It may be able to bounce back on its own, but it may need some help. Here are some tips on reviving your lawn for the warmer months ahead. Just in case this sounds like more work than you have time for, we'd be happy to give you a free consultation. Give us a call, 616-893-5765 or complete our contact form and we’ll call you.
1. Clean Up the Yard
With the buildup of leaves, dirt, and debris, there’s a good chance your lawn will require a thorough cleaning. Use your hand tools to clean away everything that covers the grass – or use a blower if that’s easier. If there are any plants, shrubs or trees that didn’t survive the harsh winter, it’s time to remove them.

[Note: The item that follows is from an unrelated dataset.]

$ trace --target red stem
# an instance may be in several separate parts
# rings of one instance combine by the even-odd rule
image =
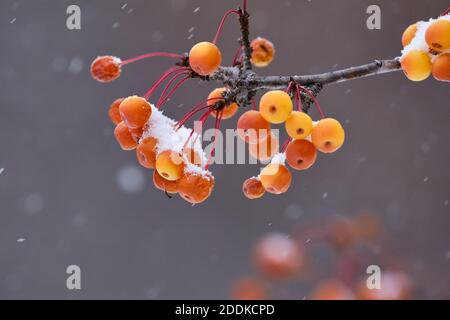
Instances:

Any plants that did survive the winter – shrubs, and trees in particular – will need to be pruned and trimmed to allow for new spring growth. You can do this yourself on a weekend or give RRR Lawn & Landscape a call. Removing excess debris also allows you to see any bare, short or messy areas in the grass that may need extra care.
2. Aerate the Soil
If your soil was packed down by snow and foot traffic over the winter, it’s going to be hard for the roots to get necessary nutrients and grow. In this case, you’ll need to aerate the lawn and tousle the topsoil to allow nutrients to move freely.
There are two methods of aeration: poking holes in the lawn or using a plug aerator. To ensure your lawn is aerated properly, it’s best to hire a professional. You can rent a plug aerator and do the job yourself if your lawn is small. It depends on your time, budget and the size of your lawn.
3. Get Rid of Dead Grass
Over the winter, your grass was probably matted down and flattened as snow and ice piled up. While the grass will start to rise again as spring continues, some of it may have died. Too many grass clippings could be left from your first mowing, as well.
The best balance is less than half an inch of clippings because more grass will prevent the soil from getting the necessary nutrients. If you have a lot of dead grass on your lawn, you need to think about dethatching it with a rake. Taking the rake, simply remove any dead or excess grass so your soil and living grass can breathe and access nutrients.
4. Handle Weeds and Their Seeds
As your lawn starts to recover from the winter, last year’s leftover weeds and seeds start to re-emerge. This is the time to take drastic measures against weed invasion. Look for any weeds that are starting to grow back and pull them up immediately. For any seeds that might be growing or starting to awaken in the soil, take preventive measures. Spray an herbicide over your lawn so it kills the seeds before they turn into adult weeds. You can also use a non-chemical approach to preventive weed treatment, such as cornmeal. Just be sure to do it early in the season before you water or apply any fertilizers that could spur weed growth.
5. Seed or Sod?
There’s a chance the winter weather killed parts of your lawn, leaving barren patches to cover. You have two approaches to handling these areas. You can buy and plant seeds, then water and wait for the seeds to grow. Or, if you’re in a hurry to cover the patch, the quick solution is to buy sod, which is pre-grown grass. We can lay down sod and do our best to match your existing grass.
6. Add Nutrients
Once you’ve addressed the bare areas and gotten the lawn cleaned up, it’s time to give it some nutrients. You probably stopped applying fertilizer, mulch, and water back in the fall. Now that spring is here, it’s time to give those nutrients back to the lawn.
Apply fertilizer to your lawn and garden beds. Mulch is particularly professional looking and effective for garden beds and around trees, especially if you don’t have edging in place. Give us a call for your mulch installation too.
Watering is best done in the morning – just be sure not to drown the lawn. This is true for seeds and sod as well. Don’t water in the middle of the day, because the sun will evaporate most of the moisture.
7. Keep It Well-Maintained
To keep your lawn in good shape through spring and into summer, make sure you mow at regular intervals. Your grass should stay at three inches long until fall, otherwise, it could dry out.